OpenStack on k8s and/or k8s on OpenStack
There seems to be some confusion around using Kubernetes (k8s) and OpenStack together. As an OpenStack Operator, it bugs me a little bit that two very different models of using OpenStack and Kubernetes together are often conflated, occasionally for marketing purposes. In this post I want to identify the two major ways they work together and which is which.
The two main ways of using OpenStack and k8s together are:
1) Use k8s to manage the OpenStack Control Plane
You can use k8s to manage the OpenStack control plane. Many people don’t realize (especially VMWare administrators), that OpenStack has a fairly complex and resource intensive control plane. For example, if you are buying hardware for an OpenStack deployment, you need to buy hardware for the compute nodes AND the control plane. Typically OpenStack Operators use (n/2)+1 nodes for the control plane due to the use of distributed systems for messaging and state.
This would be a methodology used by OpenStack Operators.
2) Install k8s into an OpenStack Project
Once you have deployed an OpenStack cloud, you can then deploy k8s into a project within that cloud, ie. you, as an OpenStack end-user, provision virtual machines within OpenStack and deploy k8s onto those virtual machines.
This would be a methodology used by OpenStack end-users.
OpenStack is a complex system. It requires many API servers and other services in order to work. APIs and other OpenStacks services are typically Python based servers. Supporting infrastructure such as MySQL/MariaDB and RabbitMQ, among others, are also required. These systems all have to run somewhere, and this somewhere makes up the OpenStack control plane.

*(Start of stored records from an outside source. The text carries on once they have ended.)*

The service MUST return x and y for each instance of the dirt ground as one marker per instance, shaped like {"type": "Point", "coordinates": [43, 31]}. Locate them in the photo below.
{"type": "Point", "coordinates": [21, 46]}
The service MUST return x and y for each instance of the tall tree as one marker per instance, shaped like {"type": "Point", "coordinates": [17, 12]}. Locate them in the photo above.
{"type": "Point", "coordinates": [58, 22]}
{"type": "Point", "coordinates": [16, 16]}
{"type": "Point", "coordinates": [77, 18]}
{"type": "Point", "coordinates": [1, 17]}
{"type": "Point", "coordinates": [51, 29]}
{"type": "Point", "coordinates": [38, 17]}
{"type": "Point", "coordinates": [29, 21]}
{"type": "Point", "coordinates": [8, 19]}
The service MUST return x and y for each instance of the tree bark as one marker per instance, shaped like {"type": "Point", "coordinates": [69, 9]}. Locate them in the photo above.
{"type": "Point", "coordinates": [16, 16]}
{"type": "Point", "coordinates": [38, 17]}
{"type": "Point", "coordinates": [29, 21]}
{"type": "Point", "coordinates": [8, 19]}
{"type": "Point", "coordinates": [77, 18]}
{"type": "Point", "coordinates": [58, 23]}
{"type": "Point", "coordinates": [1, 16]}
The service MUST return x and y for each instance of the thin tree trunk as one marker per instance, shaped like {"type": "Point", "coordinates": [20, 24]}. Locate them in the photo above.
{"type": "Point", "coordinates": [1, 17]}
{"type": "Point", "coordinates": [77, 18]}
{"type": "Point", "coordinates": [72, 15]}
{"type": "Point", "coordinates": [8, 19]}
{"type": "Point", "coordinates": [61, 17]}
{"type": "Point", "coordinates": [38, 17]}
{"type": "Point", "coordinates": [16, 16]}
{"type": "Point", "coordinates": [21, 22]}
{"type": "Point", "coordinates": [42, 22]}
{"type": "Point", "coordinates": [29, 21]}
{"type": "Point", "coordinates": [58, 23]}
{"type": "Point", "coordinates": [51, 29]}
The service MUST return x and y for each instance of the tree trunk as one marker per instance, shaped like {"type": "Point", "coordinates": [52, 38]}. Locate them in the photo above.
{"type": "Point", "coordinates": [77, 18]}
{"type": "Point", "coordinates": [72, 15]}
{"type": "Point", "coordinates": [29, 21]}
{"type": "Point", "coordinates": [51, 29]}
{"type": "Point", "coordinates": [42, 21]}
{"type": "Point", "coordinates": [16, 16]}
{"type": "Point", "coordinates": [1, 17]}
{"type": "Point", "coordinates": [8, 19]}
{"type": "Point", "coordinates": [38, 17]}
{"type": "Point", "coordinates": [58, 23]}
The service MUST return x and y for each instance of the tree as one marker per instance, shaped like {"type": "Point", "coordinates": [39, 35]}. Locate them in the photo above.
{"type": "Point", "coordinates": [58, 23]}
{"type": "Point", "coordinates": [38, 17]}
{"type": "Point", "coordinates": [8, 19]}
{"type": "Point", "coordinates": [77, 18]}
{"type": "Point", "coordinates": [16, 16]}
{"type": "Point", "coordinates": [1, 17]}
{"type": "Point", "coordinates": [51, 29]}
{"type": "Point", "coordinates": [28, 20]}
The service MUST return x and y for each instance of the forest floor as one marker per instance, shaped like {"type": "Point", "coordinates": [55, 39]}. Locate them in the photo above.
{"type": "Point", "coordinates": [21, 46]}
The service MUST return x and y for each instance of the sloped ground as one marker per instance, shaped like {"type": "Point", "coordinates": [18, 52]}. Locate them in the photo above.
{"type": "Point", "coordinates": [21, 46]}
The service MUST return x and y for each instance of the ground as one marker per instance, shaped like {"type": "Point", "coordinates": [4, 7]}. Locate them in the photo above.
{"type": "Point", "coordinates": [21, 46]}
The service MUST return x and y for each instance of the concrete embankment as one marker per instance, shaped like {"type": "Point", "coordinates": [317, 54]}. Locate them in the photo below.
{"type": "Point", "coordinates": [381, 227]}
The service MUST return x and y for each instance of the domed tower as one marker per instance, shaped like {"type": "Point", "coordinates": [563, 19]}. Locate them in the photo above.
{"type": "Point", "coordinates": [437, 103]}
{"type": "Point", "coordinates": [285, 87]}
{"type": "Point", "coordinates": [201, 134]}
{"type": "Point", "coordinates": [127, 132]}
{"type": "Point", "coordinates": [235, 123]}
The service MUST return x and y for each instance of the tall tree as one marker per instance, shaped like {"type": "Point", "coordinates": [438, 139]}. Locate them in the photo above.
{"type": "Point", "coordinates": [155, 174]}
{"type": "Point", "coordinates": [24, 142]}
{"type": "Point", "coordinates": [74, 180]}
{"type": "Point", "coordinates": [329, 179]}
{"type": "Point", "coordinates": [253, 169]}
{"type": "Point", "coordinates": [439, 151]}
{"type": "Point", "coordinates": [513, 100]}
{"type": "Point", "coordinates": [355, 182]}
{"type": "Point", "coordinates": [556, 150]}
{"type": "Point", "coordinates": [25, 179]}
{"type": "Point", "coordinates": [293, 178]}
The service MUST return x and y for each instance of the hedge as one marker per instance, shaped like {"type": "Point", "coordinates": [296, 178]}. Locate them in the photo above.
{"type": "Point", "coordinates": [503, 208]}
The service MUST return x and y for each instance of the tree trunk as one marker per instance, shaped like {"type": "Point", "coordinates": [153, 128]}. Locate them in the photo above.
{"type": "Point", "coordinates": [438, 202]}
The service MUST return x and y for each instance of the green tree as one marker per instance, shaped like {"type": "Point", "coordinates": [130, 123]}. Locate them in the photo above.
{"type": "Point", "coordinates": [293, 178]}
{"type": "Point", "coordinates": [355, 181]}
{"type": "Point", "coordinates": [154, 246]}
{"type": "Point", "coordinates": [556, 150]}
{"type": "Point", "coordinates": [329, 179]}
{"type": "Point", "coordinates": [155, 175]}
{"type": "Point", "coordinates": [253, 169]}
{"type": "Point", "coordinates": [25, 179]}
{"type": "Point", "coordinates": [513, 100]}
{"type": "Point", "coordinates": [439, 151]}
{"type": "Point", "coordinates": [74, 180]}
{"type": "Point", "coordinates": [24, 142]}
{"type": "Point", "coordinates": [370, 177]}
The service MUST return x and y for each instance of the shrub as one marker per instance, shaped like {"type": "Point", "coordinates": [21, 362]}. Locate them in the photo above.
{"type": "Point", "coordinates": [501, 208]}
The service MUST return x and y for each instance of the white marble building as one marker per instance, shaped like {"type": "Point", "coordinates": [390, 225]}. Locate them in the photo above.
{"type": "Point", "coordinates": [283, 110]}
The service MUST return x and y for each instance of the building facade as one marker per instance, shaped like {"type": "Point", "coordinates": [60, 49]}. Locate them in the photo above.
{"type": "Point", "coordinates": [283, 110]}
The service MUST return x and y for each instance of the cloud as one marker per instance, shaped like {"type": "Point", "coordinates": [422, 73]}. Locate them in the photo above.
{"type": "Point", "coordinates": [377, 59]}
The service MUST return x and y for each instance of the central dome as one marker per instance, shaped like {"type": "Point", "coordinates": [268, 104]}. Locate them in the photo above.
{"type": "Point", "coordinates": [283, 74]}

For example, Nova, which provides compute in OpenStack, is made up of several servers, a few of which I list below:
/usr/bin/nova-api /usr/bin/nova-cert /usr/bin/nova-conductor /usr/bin/nova-consoleauth /usr/bin/nova-novncproxy /usr/bin/nova-scheduler
Each of those services could be run on a monolithic “controller” server, ie. a single physical server, or they could each be split out into their own container (or virtual machine).

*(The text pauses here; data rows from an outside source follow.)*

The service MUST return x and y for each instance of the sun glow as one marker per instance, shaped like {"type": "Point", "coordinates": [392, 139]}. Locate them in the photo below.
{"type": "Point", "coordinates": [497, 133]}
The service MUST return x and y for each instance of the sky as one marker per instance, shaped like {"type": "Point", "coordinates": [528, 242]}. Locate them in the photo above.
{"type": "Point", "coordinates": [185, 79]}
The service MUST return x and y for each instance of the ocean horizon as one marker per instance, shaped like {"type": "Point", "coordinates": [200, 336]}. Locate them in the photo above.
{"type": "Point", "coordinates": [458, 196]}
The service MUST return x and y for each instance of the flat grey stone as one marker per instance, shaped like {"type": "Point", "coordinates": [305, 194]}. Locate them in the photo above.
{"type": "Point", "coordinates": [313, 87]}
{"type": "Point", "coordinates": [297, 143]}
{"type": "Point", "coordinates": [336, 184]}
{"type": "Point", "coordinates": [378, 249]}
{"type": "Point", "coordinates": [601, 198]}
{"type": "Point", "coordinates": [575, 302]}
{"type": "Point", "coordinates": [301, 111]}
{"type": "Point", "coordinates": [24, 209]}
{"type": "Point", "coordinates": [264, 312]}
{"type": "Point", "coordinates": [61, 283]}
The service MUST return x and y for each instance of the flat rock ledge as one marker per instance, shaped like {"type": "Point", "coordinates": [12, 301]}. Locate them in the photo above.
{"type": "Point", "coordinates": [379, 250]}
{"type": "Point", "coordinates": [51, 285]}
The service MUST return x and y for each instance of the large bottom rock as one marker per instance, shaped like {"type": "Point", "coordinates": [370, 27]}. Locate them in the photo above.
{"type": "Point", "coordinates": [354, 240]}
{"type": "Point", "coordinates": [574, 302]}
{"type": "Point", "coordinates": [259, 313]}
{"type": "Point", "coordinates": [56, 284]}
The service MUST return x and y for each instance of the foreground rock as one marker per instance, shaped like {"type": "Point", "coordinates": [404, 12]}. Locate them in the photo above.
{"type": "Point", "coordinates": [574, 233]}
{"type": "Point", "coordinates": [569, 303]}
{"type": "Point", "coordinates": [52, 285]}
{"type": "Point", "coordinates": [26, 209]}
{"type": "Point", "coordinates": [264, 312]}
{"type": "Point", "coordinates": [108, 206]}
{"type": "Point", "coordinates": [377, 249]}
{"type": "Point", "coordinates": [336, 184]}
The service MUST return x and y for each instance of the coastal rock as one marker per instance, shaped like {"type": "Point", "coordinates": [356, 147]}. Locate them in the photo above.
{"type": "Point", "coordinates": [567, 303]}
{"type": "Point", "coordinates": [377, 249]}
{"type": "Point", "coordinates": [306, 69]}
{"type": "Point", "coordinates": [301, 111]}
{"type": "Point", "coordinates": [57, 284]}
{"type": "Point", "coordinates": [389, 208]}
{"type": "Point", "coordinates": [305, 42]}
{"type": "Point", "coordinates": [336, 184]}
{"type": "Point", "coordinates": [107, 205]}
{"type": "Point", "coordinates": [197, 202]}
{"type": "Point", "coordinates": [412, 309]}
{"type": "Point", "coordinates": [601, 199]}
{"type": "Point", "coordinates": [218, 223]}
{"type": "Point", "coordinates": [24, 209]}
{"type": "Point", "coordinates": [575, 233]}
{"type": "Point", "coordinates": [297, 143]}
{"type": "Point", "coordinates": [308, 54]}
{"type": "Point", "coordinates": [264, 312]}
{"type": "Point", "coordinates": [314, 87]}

Using containers can make an OpenStack Operators life easier, especially when it comes to upgrading, or when you would like to run different versions of particular services which can often have dependency issues.
If you decide to use containers to deploy OpenStack services, then you will either have to manually schedule them, or you will need some kind of Container Orchestration Engine (COE) such as k8s, Docker Swarm, or something else. (I should note that in talking with other OpenStack Operators, it is not actually that common to use a COE to manage containers. Quite often containers are “manually” scheduled using some kind of configuration management tool such as Puppet or Ansible, both of which can provision containers.)
If you would like to use a COE, or have additional feature requirements, then using k8s may be of value to you. You could use k8s to manage each OpenStack service. Not only can k8s schedule containers, it also has some additional features that helps to keep those containers running. But it also brings additional complexity. k8s still requires care and feeding like any complex system. If an OpenStack Operator is running 60 containers on 3 physical servers, it may not be worth the additional complexity to run k8s.
In this example, k8s would only run the services required to provide the OpenStack control plane.
Certain OpenStack distributions, such as Mirantis’, are working to alter their deployment system to use k8s as the underlying COE for the OpenStack control plane.
This is likely the more common use of k8s and OpenStack together. OpenStack would be used like any other Infrastructure as a Service system (IaaS), be it public or private cloud. You would somehow provision virtual machines within and OpenStack project/tenant and then deploy k8s to those virtual machines. k8s would then be running in OpenStack.
There are many ways to install k8s into OpenStack, from using kubeup.sh (which I believe supports OpenStack) to using the OpenStack Magnum project, and many others. I don’t want to list them all here, but suffice it to say that there are many ways to get k8s installed into an OpenStack cloud. Likely one would use some kind of automated k8s-onto-OpenStack deployment system.
Hopefully I’ve demonstrated that there are two major ways that k8s and OpenStack can work together, and that they are quite different. By far the most common way of using k8s and OpenStack together will be to deploy a k8s cluster into an OpenStack tenant/project. That said, managing the OpenStack control plane with k8s could also be beneficial, but it does bring additional complexity.
Finally, to make things confusing, one could run the OpenStack control plane on k8s, and then also install another k8s cluster, or multiple k8s clusters, into the OpenStack cloud. Fun!